We are building this plane as we fly it. As part of this approach, we have published much of our code and data while we are still working to make them more navigable and legible for visitors like you. If you have ideas or questions, please let us know by submitting an issue in any of our repositories.
In the meantime, here are some tips for using our repositories:
- Each repository has topics tags for the datasets used in the repository. Click on the Repositories tab above to browse all of our repositories and their topic tags.
- Click on a blue topics tag for a given dataset to get a list of all our repositories that use that dataset.
- Each repository contains code and data for a particular paper or book project. When the project uses proprietary or restriced use data, the repository includes only code for analyzing the data. You can then use the code if you receive access from the publisher of the source data.
- Each repository has a data folder that should include .csv and .dta (Stata) data files for the public use datasets used in the project.
- We currently publish only .do and .ipnyb files with Stata code for using our data. The .ipnyb Jupyter Notebook files contain Stata code and can be used with a Stata kernel for Jupyter.
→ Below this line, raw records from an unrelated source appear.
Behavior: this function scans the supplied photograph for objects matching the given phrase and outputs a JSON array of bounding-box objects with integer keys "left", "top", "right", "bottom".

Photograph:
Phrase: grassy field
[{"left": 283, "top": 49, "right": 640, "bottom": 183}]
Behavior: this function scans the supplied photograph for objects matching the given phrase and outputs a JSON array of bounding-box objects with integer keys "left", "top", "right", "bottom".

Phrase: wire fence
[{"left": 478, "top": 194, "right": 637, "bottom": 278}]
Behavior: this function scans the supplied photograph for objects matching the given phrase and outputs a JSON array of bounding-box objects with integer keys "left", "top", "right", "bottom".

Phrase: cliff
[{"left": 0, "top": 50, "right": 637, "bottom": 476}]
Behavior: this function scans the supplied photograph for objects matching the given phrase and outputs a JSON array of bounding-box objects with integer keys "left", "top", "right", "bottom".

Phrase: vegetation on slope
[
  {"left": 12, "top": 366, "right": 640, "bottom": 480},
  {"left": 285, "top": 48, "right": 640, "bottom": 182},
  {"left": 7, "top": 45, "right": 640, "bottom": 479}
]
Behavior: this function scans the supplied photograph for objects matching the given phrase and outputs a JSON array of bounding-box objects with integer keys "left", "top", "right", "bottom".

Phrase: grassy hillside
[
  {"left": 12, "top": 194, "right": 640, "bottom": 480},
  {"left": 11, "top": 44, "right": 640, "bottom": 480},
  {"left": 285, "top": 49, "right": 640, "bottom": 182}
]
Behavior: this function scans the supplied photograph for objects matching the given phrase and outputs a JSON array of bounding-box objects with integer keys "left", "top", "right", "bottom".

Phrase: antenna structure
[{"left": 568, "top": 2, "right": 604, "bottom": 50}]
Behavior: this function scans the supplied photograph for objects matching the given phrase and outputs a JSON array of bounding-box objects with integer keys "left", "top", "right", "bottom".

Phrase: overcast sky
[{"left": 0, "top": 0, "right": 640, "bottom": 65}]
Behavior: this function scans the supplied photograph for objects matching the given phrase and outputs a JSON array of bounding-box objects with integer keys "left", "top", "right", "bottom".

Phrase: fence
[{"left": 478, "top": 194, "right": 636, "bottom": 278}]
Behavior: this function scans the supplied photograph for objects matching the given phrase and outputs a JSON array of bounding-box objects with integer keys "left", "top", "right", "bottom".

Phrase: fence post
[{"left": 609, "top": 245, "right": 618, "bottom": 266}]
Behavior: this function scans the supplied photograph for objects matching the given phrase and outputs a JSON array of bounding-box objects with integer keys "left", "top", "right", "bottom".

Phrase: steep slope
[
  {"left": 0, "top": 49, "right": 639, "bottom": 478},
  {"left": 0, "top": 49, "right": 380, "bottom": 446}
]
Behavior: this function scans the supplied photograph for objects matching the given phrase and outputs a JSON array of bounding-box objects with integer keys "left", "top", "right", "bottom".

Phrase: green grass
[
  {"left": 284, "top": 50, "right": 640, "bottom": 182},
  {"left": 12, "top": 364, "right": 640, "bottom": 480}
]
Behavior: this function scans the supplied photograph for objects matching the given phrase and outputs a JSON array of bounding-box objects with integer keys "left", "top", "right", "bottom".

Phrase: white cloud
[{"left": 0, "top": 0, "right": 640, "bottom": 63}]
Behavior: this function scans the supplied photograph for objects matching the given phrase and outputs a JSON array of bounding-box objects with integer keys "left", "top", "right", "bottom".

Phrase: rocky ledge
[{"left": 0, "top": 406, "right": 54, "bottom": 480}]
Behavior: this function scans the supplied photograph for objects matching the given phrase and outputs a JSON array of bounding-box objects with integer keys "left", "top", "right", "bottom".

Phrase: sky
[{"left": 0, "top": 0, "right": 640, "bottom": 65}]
For details see: https://kylebarron.dev/stata_kernel/. In the future, we hope to publish R or Python code as an open source option for using our data.
- The code and outputs for any .ipnyb can be viewed in your web browser by just clicking on the .ipnyb file link within GitHub.
- At the bottom of the main page of each DataHub Repository, a README.md file should display with details on which code and data files use which datasets.
- Each Repository will eventually include a web browseable .ipnyb Notebook with the prefix d_vardef for each dataset in the project that will display a list of variables and variable definitions for the given dataset.